Guardians of the Galaxy:
76019 Starblaster Showdown
76020 Knowhere Escape Mission
76021 The Milano Spaceship Rescue
Po rozpływaniu się w zachwytach nad ludzikami, czas przejść do konstrukcji, czyli póki co, jeszcze kwintesencji klocków LEGO. Niestety, ostatnimi laty coraz bardziej widać, że TLG ludziki wciąż dopracowuje, natomiast modele już nie zawsze, i relatywnie często pojawiają się zestawy po prostu słabe, których siłą napędową, oprócz popularnych ludzików, jest licencja. I tu od razu pozwolę sobie na ogólną uwagę: w przypadku Guardians of the Galaxy na szczęście konstrukcje wypadły całkiem nieźle!
Starblaster
Starblaster to statek powietrzny sił Novy, tak więc za jego sterami zasiada oczywiście Nova Officer. Występuje w wyrazistej kolorystyce żółto-granatowej, co doskonale zostało oddane w wersji LEGOwej.

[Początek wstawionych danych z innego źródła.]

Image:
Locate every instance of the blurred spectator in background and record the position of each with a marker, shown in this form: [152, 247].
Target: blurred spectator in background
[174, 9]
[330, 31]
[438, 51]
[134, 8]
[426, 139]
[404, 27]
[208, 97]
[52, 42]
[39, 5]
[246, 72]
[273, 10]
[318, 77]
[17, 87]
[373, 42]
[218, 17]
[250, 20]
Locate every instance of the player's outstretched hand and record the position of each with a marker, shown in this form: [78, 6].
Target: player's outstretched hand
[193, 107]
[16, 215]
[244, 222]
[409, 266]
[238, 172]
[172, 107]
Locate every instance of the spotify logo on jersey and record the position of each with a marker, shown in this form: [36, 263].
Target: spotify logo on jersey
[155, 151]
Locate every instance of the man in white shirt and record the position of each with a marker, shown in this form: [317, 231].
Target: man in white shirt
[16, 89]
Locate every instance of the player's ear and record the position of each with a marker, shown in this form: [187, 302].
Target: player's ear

Niestety, smukła i surowa linia oryginału w klockowym odpowiedniku została zastąpiona owalami, przez co model sporo traci na charakterze.
Zaledwie trzy zestawy, a o dziwo otrzymujemy aż dwa Necrocrafty (występują w najmniejszym i największym zestawie), do tego nieco od siebie się różniące. Kształt oryginału jest obły, kolorystyka szaro-bura, ogólnie pojazd ten nie należy do najciekawszych, dlatego tym bardziej dziwi fakt, że LEGO zaserwowało nam aż dwa tego typu modele. By nie było za bardzo smutno, dodali trochę kolorków, zapewnili odpowiednią bawialność dzięki wystrzeliwującym pociskom, i ogólnie wyszły całkiem fajne, ale dalekie od rewelacji, pojazdy.

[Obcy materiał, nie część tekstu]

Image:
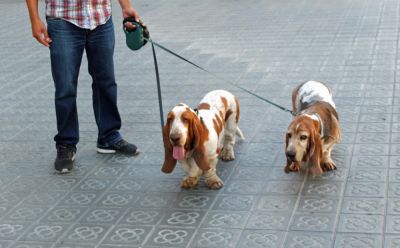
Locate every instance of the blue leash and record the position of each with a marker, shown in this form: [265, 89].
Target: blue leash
[153, 43]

Średni zestaw poświecono wydarzeniom mającym miejsce w dość specyficznym i ciekawym miejscu:
Stacja górnicza
Wieża z zapadnią i ukrytym pojemnikiem z żółta cieczą oraz dodatkowym pojemnikiem do którego prowadzi kładka. Ciecz zastąpiono round brickami, tak więc wykapać się w niej nie można, ale postrzelać już jak najbardziej.

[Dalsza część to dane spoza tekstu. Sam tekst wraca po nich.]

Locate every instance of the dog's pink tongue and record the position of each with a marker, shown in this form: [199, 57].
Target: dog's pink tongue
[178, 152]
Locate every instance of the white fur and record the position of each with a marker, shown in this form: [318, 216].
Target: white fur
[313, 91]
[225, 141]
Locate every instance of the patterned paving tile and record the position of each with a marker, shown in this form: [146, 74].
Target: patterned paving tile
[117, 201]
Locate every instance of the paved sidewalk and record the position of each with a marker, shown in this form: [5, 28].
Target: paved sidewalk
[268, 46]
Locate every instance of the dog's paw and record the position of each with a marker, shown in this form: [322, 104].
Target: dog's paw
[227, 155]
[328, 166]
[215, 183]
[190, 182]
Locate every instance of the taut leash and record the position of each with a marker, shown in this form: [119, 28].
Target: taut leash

Radar ma dodatkową funkcjonalność, jeżeli zadziałamy na niego z odpowiednią siłą, wieża „wystrzeli”:
Konstrukcja całkiem zgrabna, przyjemna dla oka, w miarę bawialna.
Maszyna górnicza
Maszynę górnicza w klockowej wersji oddano bardzo dobrze, do tego wygląda naprawdę świetnie! W kabinie zmieści się jedna figurka, chwytaki, mimo ograniczonego zakresu ruchów, spełniają swoją rolę, dodatkowym akcentem bawialności jest otwierana tylna klapa dzięki czemu wysypują się żółte klocki. Proste a sprawdza się.
Milano Spaceship
Oczywiście nie mogło zabraknąć pojazdu naszych głównych bohaterów:
Klockowy Milano Spaceship wypada wprost rewelacyjnie: wygląda wspaniale, budzi podziw swoimi sporymi rozmiarami, jest ciężki, mimo to świetnie się „nim lata”, do tego jego budowa jest naprawdę przyjemna! Otwierany kokpit pozwala na usadowienie w środku całej ekipy. No powiedzmy, że prawie całej, Groot tu nie wejdzie, przynajmniej nie w postaci znanej ze średniego zestawu. W środku znalazło się nawet miejsca na radiomagnetofon, choć niestety tu akurat klockowemu daleko do uroku filmowego:
Wszystkie konstrukcje z trzech zestawów prezentują się bardzo fajnie:
Ogólnie, modele wypadają nadspodziewanie dobrze, co niestety nie jest regułą w przypadku zestawów Super Bohaterskich. Można postawić tu parę zarzutów, jak choćby niezbyt dobre odwzorowanie Starblastera czy aż dwa średnio udane Necrocrafty, ale choćby ten pierwszy jednak w klockowej wersji wypada całkiem dobrze. Zestaw górniczy jest bardzo udany: wygląda ładnie, ciekawie się go składa, jest dość bawialny. Oczywiście największą rewelacją jest Milano Spaceship i aż zaczynam żałować, że niestety już się go pozbyłem (pocieszeniem jest, że poszedł w dobre ręce do prawdziwego Geeka 😉 )
Sam nie miałem zamiaru kupować zestawów z tej serii, ale skusiłem się i absolutnie nie żałuję. Przyjemnie było je składać, pobawić się nimi, opisać je. Sam jednak postanowiłem pudełka zutylizować, klocki puścić dalej, a pozostawić sobie tylko figurki, niestety nie na wszystko starcza funduszy czy miejsca. Mimo to szczerze polecam, choć z powodu dość wysokich cen zestawów, radzę wyłapać jakąś niezlą promocję (niestety, niełatwo o takową). I jeszcze raz przestrzegam: jeżeli planujecie zakupić same figurki: zwracajcie baczną uwagę, czy kupujecie produkt oryginalny, czy Chińską podróbkę – jest ich pełno na rynku!